Regulus soutint aussitôt son frère, se disant sans doute que les plus âgés détenaient les meilleures solutions.
- Ouais ! renchérit-il avec un sourire fier. En plus, on est plus rapide que des chevals de course !
- On dit des chevaux, fils, intervint une voix sevère.
Sirius et Regulus se figèrent, stupéfaits de voir la silhouette imposante de leur père, Orion Black, se tenir dans l'embrasure de la porte. Même en tenue de nuit, Orion Black émanait une aura d'autorité tassant la bravoure naïve de ses deux garçons.
- Kreattur avait prévenu les jeunes maîtres, marmonna l'elfe avec délices. Et les jeunes maîtres vont être châtiés pour avoir désobéi et mangé du flan...
- Aux cuisines, Kreattur, exigea Orion d'un ton incisif tout en s'avançant dans la pièce.
Son visage taillé à la serpe pénétra dans le halo de la chandelle, révélant une expression impassible.
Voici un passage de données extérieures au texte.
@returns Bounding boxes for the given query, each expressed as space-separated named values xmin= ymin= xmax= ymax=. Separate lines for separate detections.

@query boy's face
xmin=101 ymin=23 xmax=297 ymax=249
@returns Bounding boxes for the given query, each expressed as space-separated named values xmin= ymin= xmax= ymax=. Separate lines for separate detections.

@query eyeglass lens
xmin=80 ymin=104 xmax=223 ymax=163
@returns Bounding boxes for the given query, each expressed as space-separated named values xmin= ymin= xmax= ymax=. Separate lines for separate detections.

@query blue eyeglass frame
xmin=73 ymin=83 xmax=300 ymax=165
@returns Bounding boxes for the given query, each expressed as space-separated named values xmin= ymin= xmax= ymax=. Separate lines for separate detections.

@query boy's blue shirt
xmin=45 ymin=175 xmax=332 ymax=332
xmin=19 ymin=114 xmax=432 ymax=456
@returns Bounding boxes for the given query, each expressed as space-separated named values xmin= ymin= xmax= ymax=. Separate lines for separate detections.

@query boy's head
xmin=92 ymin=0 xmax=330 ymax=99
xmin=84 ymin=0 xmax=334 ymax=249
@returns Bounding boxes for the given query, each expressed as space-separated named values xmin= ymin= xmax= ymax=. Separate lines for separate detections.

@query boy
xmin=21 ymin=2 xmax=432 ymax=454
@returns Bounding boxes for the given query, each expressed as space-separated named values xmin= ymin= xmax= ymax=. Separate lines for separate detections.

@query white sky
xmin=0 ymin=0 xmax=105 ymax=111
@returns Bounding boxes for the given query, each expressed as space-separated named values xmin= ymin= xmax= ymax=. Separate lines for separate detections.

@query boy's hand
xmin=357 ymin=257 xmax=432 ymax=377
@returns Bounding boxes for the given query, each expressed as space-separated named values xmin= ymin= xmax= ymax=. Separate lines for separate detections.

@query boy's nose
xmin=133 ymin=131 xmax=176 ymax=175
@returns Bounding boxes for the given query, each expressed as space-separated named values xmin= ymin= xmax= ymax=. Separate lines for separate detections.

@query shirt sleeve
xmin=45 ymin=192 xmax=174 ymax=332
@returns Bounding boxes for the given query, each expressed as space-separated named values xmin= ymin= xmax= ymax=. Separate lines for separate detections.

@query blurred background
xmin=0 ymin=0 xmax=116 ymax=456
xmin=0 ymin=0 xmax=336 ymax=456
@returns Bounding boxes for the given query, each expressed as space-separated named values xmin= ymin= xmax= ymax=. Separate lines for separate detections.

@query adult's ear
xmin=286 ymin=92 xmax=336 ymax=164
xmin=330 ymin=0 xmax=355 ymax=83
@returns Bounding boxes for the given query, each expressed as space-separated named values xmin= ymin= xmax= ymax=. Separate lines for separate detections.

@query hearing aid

Les deux frères déglutirent tandis que Kreattur déguerpissait, ne laissant derrière lui qu'une vague odeur de linge humide.
- Regulus, Sirius...
- On n'a rien fait, père ! s'écria Sirius avec l'énergie du désespoir.
- C'est lui qui a eu l'idée ! accusa Regulus, terrorisé, en pointant un doigt vers son frère.
Ce dernier lui donna un discret coup de pied dans les tibias, et il émit un minuscule couinement de douleur.
Orion Black les contempla quelques instants épouvants, silencieux. Sa bouche aux lèvres fines semblait avoir disparu derrière les bords de sa moustache grisonnante. Enfin, il s'approcha d'une lenteur délibérée vers ses fils, et s'assit sur le canapé en soupirant. Ils retinrent leur souffle, le cœur battant.
- Vous regardiez les tapisseries ? demanda Orion Black d'une voix calme.
- Oui, père, bredouilla Sirius en fixant la pointe de ses orteils.
- Elles sont très anciennes. Depuis des dizaines et des dizaines de générations, les Black demeurent ici, au 12, Square Grimmaud. Londres est une ville pleine d'infâmes moldus, mais recèle également de précieux secrets... Nous.
Les deux frères clignèrent des yeux, suspendus à ses lèvres.
- Ces tapisseries ressencent chaque membre et chaque alliance faite par notre famille depuis des générations. Vous voyez tous ces noms ? Ce sont vos pères, vos mères, vos oncles, vos tantes, vos cousins et vos cousines... Nous sommes tous sang-purs, pour préserver le lien éternel qui nous lie : la magie.
- Toujours purs, récita Sirius, émerveillé.
L'ombre d'un sourire effleura les lèvres d'Orion.
- Exactement, Sirius. Toujours purs.
Puis il se leva et s'approcha de la tapisserie, son pas lourd faisant résonner le sol parqueté en-dessous de lui.
- Mais parfois, des membres de notre famille choisissent un autre chemin, poursuivit-il d'une voix dure. Un second sentier humiliant, déshonorant, atroce. Des sorciers se marient et engendrent une descendance avec des moldus, des sang-de-bourbe.
Il pointa du doigt un trous brûlé dans un coin, que Sirius et Regulus n'avaient jamais remarqué auparavant.
- Andromeda Tonks, votre cousine, asséna Orion avec un tel mépris que ce prénom semblait être un poison dans sa bouche. Elle est partie vivre avec un moldu !
Regulus lâcha un couinement terrifié tandis que Sirius contemplait le minuscule cercle carbonisé, l'air perplexe.
Orion s'agenouilla en face de ses deux fils, l'air grave. Il prit leurs mains miniatures entre ses grands doigts caleux, les enfermant dans le secret des confidences.
- Mais vous, mes fils, vous ne commettrez pas une telle erreur.
Les deux jeunes garçons hochèrent la tête, hypnotisés par ce regard électrique.
- Vous êtes Sirius et Regulus Black, poursuivit-il avec force. Vous recevrez une lettre de Poudlard et vous réaliserez de brillantes études à Serpentard. Vous aurez un avenir brillant, une famille noble, une vie pure.
Sirius sentit la poigne de son père lui transmettre une détermination implacable. Une fierté piquante parcourait ses veines palpitantes.
Oui, c'était sûr, il honorera sa famille comme tous ses ancêtres avant lui. Lui et Regulus seront des étoiles brillantes dans la constellation des Black. Ils réussiront !
- Souvenez vous, mes fils, murmura Orion en déposant un baiser glacial sur le sommet de leurs fronts. Toujours purs.